再び心臓がドキドキと煩く鳴ったけど、総司の腕の中は心地良くて仕方がなかった。


「今日の夜、久しぶりに会いに行ってもいい?」

『来てくれるの?』

「うん、最近は問題起こしたくなくて全然行けてなかったからね」

『嬉しい、ずっと総司が来てくれるの待ってたんだ』

「本当?」

『本当だよ。あの時から全然来てくれなくなったから、本当は少し寂しかったんだ』


見つかってしまうリスクを考えれば頻繁に来るのは危険だけど、思わず本音が出てしまうのは、大好きなこの人に甘えたいからかもしれない。
総司を抱きしめる腕を強めてその胸に擦り寄ると、本当に満たされる。


「あんまり可愛いこと言わないでくれる?余計離れ難くなるよ」

『だったら離れなければいいんじゃない?』

「はは、確かに。
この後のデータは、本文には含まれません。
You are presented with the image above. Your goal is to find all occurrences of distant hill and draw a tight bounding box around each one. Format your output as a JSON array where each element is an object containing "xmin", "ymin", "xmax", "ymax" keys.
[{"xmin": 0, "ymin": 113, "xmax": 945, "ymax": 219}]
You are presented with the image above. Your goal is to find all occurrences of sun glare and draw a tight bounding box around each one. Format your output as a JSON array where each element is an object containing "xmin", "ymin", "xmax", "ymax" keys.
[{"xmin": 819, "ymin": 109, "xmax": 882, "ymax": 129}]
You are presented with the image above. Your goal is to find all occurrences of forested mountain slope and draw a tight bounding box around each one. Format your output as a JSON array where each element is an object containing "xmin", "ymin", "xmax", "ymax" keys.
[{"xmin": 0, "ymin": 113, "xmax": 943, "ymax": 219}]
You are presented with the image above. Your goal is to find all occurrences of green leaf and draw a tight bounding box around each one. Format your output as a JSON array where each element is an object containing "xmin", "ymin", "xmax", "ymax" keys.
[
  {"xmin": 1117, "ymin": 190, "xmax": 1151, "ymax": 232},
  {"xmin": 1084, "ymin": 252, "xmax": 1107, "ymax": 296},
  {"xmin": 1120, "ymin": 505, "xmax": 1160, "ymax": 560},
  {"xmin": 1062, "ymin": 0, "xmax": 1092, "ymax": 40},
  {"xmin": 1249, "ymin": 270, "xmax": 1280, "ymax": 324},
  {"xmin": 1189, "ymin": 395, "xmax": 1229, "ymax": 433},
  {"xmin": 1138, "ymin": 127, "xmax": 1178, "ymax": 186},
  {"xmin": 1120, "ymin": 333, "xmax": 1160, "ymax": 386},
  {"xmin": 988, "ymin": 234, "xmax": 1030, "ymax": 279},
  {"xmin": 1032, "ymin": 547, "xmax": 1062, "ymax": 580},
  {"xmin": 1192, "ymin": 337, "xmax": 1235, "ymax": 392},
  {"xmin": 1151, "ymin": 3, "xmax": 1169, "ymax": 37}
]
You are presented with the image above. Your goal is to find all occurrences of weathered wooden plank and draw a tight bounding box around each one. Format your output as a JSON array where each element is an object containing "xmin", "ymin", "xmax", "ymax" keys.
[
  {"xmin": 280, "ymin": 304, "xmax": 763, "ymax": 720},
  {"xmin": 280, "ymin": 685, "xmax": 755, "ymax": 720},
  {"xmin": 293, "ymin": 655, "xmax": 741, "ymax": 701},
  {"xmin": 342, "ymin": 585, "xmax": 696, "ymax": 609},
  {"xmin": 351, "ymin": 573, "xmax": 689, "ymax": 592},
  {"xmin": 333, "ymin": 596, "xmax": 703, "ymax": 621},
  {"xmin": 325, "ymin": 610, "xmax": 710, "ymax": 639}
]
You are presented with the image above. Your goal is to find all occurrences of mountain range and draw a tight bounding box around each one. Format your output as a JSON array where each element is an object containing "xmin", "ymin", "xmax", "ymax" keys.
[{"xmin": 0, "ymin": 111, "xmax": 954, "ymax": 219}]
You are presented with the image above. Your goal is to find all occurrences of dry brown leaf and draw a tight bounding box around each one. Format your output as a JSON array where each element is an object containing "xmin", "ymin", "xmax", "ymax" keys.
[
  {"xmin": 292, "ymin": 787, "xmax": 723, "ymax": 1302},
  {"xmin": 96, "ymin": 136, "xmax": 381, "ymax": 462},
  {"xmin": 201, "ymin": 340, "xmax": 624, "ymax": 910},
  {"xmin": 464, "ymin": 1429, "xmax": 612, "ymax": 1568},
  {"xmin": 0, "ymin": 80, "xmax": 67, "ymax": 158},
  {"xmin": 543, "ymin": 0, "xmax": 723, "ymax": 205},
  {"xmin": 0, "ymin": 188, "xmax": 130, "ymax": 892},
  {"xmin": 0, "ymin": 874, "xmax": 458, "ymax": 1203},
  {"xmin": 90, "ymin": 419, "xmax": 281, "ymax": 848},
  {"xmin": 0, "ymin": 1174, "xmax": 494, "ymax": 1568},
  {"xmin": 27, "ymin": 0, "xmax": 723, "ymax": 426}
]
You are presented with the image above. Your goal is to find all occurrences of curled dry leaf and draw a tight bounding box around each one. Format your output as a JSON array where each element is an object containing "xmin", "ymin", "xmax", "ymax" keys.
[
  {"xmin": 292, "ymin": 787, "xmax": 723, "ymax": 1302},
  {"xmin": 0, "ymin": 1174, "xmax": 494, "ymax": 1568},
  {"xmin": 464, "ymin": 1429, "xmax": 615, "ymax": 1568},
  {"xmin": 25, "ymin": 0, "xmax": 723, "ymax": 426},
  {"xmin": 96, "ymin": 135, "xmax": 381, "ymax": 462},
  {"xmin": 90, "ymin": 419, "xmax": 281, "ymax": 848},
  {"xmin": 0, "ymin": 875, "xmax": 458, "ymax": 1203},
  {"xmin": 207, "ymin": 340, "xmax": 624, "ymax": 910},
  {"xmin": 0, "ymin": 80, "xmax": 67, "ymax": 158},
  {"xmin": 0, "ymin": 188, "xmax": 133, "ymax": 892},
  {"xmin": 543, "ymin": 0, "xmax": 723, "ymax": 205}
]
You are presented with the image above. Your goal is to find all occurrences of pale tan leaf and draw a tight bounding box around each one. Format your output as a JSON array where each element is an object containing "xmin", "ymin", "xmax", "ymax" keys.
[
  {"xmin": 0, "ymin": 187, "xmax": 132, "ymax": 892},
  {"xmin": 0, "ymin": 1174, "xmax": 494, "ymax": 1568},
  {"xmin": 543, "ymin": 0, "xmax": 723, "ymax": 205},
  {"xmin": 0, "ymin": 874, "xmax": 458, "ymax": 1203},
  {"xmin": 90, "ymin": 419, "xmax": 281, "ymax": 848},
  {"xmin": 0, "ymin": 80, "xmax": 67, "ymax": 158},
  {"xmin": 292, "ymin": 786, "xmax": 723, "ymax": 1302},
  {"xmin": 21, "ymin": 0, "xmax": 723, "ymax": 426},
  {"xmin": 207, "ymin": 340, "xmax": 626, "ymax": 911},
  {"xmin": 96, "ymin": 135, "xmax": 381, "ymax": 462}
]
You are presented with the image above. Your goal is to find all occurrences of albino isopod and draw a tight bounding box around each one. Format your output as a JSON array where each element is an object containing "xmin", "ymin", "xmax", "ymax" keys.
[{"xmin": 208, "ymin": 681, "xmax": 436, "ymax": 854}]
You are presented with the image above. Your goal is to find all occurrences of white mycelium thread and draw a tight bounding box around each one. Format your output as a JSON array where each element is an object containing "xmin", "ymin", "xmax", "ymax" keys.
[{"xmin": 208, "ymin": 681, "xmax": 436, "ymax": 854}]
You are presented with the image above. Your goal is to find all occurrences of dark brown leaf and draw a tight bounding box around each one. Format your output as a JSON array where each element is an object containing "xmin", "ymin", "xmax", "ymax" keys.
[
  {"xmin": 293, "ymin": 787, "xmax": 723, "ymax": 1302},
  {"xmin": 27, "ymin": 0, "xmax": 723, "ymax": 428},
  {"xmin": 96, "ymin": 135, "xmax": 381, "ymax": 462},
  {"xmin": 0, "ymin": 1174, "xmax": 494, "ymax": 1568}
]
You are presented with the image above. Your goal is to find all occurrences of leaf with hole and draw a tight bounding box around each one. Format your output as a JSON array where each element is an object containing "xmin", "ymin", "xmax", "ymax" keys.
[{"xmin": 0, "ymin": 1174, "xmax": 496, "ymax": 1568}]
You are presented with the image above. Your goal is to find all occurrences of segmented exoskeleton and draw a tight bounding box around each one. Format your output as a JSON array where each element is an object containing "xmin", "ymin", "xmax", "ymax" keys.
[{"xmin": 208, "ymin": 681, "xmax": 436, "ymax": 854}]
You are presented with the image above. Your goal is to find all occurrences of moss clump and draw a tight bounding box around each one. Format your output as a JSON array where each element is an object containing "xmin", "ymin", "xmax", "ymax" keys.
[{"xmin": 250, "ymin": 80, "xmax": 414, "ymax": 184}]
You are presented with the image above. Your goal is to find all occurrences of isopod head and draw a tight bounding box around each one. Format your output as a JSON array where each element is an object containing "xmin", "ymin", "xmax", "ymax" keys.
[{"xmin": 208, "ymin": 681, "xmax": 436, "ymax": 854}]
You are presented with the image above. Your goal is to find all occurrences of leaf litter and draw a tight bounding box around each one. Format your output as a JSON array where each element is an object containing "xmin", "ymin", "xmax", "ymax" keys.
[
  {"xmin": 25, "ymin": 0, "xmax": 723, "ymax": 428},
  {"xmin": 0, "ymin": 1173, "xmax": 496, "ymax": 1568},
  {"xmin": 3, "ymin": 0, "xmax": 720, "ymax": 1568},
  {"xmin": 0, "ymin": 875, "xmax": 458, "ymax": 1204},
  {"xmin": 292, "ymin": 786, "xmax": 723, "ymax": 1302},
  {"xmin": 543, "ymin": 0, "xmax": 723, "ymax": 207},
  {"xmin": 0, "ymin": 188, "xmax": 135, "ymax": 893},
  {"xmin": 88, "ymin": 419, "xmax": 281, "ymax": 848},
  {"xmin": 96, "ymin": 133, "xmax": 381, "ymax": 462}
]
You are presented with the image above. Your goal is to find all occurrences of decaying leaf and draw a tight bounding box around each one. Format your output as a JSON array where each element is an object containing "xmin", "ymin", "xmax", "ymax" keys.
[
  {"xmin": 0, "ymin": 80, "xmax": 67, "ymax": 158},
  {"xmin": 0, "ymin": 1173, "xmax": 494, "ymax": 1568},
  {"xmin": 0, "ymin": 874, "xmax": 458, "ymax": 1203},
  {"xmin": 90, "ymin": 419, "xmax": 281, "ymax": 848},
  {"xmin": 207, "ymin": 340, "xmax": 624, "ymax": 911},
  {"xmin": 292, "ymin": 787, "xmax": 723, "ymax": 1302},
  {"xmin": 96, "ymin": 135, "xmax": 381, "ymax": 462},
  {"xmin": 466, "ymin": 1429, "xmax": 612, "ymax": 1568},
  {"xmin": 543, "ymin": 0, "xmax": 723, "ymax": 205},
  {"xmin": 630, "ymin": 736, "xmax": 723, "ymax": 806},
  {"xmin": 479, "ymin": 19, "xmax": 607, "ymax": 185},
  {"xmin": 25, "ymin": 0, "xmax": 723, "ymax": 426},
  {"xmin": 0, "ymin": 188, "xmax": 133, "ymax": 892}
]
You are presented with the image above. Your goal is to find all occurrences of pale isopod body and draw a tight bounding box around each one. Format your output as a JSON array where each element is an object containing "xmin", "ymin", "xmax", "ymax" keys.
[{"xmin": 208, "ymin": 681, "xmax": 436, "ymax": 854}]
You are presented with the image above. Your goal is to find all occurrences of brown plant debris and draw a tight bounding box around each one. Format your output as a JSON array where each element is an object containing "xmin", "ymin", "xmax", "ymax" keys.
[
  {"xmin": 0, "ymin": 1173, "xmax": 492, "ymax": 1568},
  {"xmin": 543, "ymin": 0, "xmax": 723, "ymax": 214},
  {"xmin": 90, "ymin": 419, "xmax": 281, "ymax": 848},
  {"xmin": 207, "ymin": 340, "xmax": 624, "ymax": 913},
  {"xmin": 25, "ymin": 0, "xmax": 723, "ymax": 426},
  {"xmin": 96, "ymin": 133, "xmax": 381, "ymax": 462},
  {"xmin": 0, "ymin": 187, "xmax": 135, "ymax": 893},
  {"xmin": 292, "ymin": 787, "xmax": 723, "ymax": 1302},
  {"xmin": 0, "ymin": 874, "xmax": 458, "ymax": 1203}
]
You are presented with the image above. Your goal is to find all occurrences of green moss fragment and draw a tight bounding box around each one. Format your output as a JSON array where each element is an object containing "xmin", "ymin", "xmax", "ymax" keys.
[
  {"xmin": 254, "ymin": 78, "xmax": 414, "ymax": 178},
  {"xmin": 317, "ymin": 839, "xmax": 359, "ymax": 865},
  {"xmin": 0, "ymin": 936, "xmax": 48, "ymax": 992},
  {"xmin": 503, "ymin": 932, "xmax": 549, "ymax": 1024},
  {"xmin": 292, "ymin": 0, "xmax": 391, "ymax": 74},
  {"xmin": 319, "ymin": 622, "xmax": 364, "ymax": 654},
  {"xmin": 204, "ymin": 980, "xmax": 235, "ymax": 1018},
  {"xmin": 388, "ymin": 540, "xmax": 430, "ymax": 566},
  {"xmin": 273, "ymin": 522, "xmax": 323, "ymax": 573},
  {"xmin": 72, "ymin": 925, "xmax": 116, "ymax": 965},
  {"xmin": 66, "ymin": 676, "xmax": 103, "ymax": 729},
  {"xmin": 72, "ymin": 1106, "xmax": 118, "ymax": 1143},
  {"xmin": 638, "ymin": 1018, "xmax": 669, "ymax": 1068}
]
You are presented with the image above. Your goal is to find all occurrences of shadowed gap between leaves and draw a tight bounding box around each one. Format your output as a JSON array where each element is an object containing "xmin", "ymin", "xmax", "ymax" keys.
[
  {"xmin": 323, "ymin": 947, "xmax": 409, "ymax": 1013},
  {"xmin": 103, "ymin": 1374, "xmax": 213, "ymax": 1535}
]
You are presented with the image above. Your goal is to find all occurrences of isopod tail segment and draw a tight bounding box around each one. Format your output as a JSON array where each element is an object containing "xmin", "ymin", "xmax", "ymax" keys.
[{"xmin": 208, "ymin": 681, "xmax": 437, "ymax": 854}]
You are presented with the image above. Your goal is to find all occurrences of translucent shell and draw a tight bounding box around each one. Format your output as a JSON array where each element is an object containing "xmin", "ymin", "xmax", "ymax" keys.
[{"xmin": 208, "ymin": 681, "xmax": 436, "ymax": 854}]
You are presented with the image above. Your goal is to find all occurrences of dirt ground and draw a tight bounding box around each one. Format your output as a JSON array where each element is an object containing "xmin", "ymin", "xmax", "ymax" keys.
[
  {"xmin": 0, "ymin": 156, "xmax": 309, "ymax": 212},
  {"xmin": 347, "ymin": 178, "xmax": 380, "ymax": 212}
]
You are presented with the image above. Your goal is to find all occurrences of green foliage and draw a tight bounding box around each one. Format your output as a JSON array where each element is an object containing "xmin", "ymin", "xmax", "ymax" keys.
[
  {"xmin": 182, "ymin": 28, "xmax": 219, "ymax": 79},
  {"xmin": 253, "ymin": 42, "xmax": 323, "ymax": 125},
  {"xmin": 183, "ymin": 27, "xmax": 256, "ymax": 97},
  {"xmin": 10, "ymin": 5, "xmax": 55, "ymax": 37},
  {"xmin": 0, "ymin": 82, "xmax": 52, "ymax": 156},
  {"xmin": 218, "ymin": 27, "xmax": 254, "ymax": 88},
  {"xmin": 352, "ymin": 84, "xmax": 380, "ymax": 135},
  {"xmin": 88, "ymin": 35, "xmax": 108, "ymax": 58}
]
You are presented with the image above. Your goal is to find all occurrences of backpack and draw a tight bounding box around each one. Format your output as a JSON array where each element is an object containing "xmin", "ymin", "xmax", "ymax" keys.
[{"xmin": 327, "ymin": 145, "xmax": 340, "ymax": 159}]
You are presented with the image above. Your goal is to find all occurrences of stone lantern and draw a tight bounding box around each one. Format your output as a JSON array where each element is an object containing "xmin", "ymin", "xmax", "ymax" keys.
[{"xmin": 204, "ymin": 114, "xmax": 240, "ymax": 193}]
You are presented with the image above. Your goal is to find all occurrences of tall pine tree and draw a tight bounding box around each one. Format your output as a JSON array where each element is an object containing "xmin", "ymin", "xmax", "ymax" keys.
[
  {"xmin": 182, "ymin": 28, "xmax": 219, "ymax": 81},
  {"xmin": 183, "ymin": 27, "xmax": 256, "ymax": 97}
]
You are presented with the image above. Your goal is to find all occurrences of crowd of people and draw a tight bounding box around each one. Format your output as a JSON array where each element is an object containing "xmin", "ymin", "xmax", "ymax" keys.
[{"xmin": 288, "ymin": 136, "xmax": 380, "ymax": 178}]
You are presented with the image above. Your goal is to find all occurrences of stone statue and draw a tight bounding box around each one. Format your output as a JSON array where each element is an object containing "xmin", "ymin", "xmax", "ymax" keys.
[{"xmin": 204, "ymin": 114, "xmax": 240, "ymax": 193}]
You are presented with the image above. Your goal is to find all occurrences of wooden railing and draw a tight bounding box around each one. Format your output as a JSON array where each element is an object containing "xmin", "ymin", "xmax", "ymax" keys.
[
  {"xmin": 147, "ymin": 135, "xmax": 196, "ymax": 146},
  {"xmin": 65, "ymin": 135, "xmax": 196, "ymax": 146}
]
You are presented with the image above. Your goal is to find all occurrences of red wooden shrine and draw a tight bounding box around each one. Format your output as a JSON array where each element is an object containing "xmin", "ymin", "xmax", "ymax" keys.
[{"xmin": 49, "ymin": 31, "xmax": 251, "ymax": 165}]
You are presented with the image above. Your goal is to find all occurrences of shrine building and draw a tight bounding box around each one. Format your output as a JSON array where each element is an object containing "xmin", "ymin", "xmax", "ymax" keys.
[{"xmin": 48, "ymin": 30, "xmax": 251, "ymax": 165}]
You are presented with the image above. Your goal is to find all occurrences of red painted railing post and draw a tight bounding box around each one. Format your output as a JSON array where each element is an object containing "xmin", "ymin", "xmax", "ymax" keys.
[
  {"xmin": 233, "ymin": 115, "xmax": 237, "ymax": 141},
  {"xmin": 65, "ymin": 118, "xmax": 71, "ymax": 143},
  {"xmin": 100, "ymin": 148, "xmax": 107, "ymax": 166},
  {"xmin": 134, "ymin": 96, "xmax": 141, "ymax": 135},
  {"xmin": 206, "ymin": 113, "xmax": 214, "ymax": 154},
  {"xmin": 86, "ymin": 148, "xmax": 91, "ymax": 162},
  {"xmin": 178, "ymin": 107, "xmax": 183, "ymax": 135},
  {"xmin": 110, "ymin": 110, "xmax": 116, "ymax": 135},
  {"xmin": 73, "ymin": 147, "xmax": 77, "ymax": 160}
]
じゃあ一緒について行こうかな、先生に一緒に僕も授業受けていいですかって聞いたら案外許可取れちゃったりしてね」

『ふふ、それはそれで面白そう。でももう少ししたら一緒に学院にも通えるし、一緒にいられる時間が増えるね。だから今は我慢して行ってくる』


名残惜しく感じながらも総司の腕から出ると、彼もうんと頷いている。
改めて顔を見ると恥ずかしくなるけど、それ以上に実感が湧かないくらい嬉しい。


「頑張ってね。僕も稽古行ってくるよ」

『ありがとう。総司も頑張ってね。あと……夜待ってる』


微笑む総司に背を向けて、私は自分のやるべきことのため、屋敷の中へと戻って行く。
その足取りが軽かったのは言うまでもなくて、今ならどんなに大変な勉強も全て乗り切れそうな気がした。